Forcing Structure Out of Both Models

One consequence of routing to two different models is that you now have two sources of unstructured text to deal with. We solved this by enforcing a strict JSON response schema at the prompt level, regardless of which model is running.

Every response from SentinelOps AI conforms to this shape:

{
  "summary": "One-sentence decision summary",
  "risk_level": "LOW | MEDIUM | HIGH | CRITICAL",
  "confidence": 0.87,
  "recommendation": "Specific, actionable recommendation",
  "tradeoffs": ["Tradeoff A", "Tradeoff B"],
  "governance_flags": [],
  "citations": []
}

The frontend renders this as a Decision Card—not a chat bubble. Risk level gets a color-coded badge. Confidence is displayed as a progress bar. Tradeoffs are rendered as a checklist. Governance flags trigger a separate UI element that routes to the compliance dashboard.

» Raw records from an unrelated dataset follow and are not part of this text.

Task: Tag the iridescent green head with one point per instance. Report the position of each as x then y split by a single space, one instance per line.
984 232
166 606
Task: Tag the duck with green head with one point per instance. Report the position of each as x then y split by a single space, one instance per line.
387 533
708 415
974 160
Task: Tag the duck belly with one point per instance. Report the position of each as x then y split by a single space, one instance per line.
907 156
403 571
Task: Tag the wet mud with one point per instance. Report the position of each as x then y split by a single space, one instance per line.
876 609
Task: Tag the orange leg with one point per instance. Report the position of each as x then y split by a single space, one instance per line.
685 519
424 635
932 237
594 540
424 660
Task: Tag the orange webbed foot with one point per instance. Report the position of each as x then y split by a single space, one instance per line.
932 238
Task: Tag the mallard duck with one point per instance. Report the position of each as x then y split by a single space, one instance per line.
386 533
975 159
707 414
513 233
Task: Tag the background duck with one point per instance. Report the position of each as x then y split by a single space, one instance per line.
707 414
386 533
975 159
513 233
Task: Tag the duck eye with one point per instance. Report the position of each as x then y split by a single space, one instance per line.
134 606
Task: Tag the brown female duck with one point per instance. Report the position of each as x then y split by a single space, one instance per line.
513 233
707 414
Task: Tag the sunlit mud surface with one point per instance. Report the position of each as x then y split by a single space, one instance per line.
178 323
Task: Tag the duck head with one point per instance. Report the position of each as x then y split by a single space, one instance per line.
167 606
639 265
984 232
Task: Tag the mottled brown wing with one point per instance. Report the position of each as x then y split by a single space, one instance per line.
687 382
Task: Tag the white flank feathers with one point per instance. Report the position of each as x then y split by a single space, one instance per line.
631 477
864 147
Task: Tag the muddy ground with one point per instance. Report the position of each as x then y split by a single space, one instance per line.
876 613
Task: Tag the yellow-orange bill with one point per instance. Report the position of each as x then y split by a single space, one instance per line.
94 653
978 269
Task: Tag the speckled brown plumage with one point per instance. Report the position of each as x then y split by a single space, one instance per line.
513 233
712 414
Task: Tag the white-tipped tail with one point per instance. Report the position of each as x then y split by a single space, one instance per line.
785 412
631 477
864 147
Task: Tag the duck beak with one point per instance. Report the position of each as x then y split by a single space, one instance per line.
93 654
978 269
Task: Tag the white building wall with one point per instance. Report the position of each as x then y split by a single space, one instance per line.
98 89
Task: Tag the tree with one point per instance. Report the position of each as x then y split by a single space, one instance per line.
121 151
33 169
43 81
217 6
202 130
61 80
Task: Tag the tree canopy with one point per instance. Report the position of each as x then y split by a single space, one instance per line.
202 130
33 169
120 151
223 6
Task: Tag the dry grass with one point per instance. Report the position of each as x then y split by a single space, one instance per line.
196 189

When you force both the cheap and expensive model into the same output schema, the quality difference between tiers becomes measurable. You can compare confidence scores, count governance_flags, and track whether the 8B model's recommendations match the 70B model's on borderline queries. This becomes a feedback loop for improving your routing thresholds over time.

Lessons

1. Start with keyword gating, not just ML classification. A simple list of high-stakes terms as a pre-filter saved us from the worst misrouting failures. ML classifiers are probabilistic. Safety-critical routing decisions shouldn't be.

2. Misrouting in the wrong direction is asymmetric. Routing a simple query to a powerful model costs you money. Routing a complex query to a weak model costs you trust. Size your misclassification bias accordingly.

3. A common output schema across tiers is essential. Without it, you're comparing apples and oranges and your frontend needs to handle two different response shapes. Force the schema at the prompt level.

4. Routing is a product decision, not just an infrastructure one. The thresholds you set for escalation reflect your platform's risk tolerance. In a governance context, we erred conservative. A developer tool might err aggressive. Know which direction your users would rather you fail.

You can read more about how CascadeFlow handles multi-tier routing in the cascadeflow docs. The cost savings are real, but the more important outcome is that complex queries now get the compute they actually need instead of competing on the same tier as "what does this acronym stand for."